Thanks, everyone! It sounds like I need to work on changing my ways.
Alan


----------



## SnowyRiver (Nov 14, 2008)

I dont know if the TS table is my primary assembly table, since I use the bench quite a bit, but I do use the TS a lot. I have extension tables on the saw that have formica tops on them so the glue wont stick. If it dries on the table, it just easily scapes off with your finger nails. I try not to use the cast iron table saw top if I can help it. If I do need to use the space, I put a tarp over the saw so glue doesnt get on it and it doesnt get scratched by nails etc.


----------



## dbhost (Jul 20, 2009)

I have a workbench, that acts as an outfeed for the table saw. I have periodically overlapped onto the table saw. Sadly on more than one occasion I have spilled glue from a glue up onto the table, and being a ribbed aluminum table it isn't super easy to clean off…
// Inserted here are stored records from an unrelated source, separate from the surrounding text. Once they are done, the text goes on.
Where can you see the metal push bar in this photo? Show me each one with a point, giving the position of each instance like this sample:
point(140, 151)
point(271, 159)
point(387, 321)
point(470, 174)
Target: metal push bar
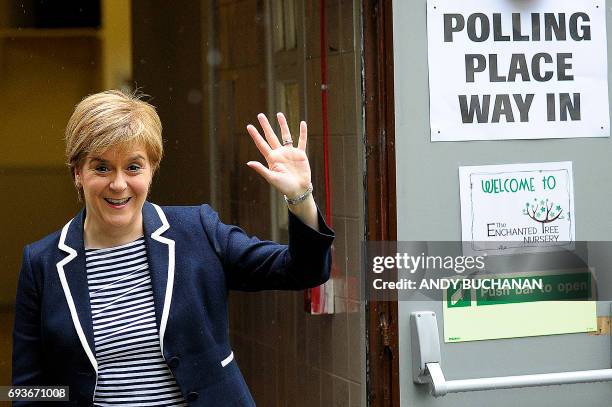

I have since gone to laying down a plastic drop cloth over my table saw if I have to use it for overlap…


----------



## oldretiredjim (Nov 14, 2011)

sawhorses and OSB. never the table saw.


----------



## PurpLev (May 30, 2008)

I sometimes use it for assembly - after all cutting/finessing is done. I cover it with a sheet of masonite and do the assembly/glueing on it. I do not work on it though for anything else.

If you'll go to my workshop page you can see the foldable workbench (full size) that I used to use when I had a 1 car garage (in a 2 garage space only had 1 side). tht's another option.


----------